Paul Yule tells the story of the divorce in The Photographer, His Wife, Her Lover, a fairly sensationalist video-shot documentary that weighs the memories of Link's friends and supporters against rebuttals from Mendoza, her lawyer, and the locomotive restorer she slept with for years behind Link's back. Yule has a reputation for making movies about American grotesquerie, but aside from some unnecessarily ominous music and a few first-person interjections, The Photographer, His Wife, Her Lover stays pretty neutral. Instead, Yule plays up the mystery, jumping from the comments of friends who remember Link as a raging bigot and misanthrope—a "nut," according to one—to the glowing reminiscences of the New York prosecutors who helped put Mendoza away for stealing her ex-husband's prints.

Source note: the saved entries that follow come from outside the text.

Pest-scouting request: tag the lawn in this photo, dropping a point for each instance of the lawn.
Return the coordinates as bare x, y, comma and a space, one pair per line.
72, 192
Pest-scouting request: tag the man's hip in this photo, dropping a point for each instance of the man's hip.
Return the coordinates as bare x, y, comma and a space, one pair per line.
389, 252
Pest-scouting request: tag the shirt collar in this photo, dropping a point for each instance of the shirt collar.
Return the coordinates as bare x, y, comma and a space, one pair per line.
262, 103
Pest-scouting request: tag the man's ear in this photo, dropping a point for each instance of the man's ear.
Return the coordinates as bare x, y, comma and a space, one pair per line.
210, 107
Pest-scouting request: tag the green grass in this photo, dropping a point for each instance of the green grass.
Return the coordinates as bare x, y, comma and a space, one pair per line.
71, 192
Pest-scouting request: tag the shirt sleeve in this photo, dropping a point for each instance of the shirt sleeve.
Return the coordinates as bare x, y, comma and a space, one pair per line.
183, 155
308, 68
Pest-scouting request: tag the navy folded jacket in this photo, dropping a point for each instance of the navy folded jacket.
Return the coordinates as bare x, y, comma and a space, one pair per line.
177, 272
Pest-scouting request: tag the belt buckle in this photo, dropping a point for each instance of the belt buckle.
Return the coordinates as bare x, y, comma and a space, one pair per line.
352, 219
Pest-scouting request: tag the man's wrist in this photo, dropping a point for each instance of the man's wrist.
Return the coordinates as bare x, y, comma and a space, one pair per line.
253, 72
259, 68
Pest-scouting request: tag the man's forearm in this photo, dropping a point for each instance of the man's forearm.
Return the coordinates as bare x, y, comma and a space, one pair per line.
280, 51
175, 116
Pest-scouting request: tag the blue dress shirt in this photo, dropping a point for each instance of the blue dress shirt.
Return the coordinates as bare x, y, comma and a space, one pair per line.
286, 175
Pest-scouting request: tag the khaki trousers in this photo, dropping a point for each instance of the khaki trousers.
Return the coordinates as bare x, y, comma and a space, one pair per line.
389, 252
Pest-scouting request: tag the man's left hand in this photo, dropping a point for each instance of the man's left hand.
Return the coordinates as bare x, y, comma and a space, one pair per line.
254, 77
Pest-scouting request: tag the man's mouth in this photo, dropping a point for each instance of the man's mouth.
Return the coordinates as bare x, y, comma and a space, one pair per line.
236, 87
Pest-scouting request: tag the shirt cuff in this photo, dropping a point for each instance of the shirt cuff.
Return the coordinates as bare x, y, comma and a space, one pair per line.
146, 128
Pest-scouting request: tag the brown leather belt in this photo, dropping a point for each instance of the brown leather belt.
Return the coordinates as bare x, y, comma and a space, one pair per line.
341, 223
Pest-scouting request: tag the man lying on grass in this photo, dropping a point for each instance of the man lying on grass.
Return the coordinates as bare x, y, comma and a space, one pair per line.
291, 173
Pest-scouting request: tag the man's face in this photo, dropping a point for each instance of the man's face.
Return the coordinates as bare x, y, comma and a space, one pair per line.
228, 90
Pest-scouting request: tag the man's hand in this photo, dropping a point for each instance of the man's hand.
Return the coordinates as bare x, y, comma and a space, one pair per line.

Yule's preoccupation with legal details keeps him from delving enough into the vagaries of the photography market, aside from noting the irony that Mendoza is largely responsible for the value of the prints she stole. But the movie does poke tantalizingly at the very idea of an open-and-shut case. Both Mendoza and her accusers agree generally on the facts of what happened with her marriage and her theft, but they disagree on what those facts mean. It's sort of like how two people can look at the same photograph, and one can see a record of a place and time, while another can see art.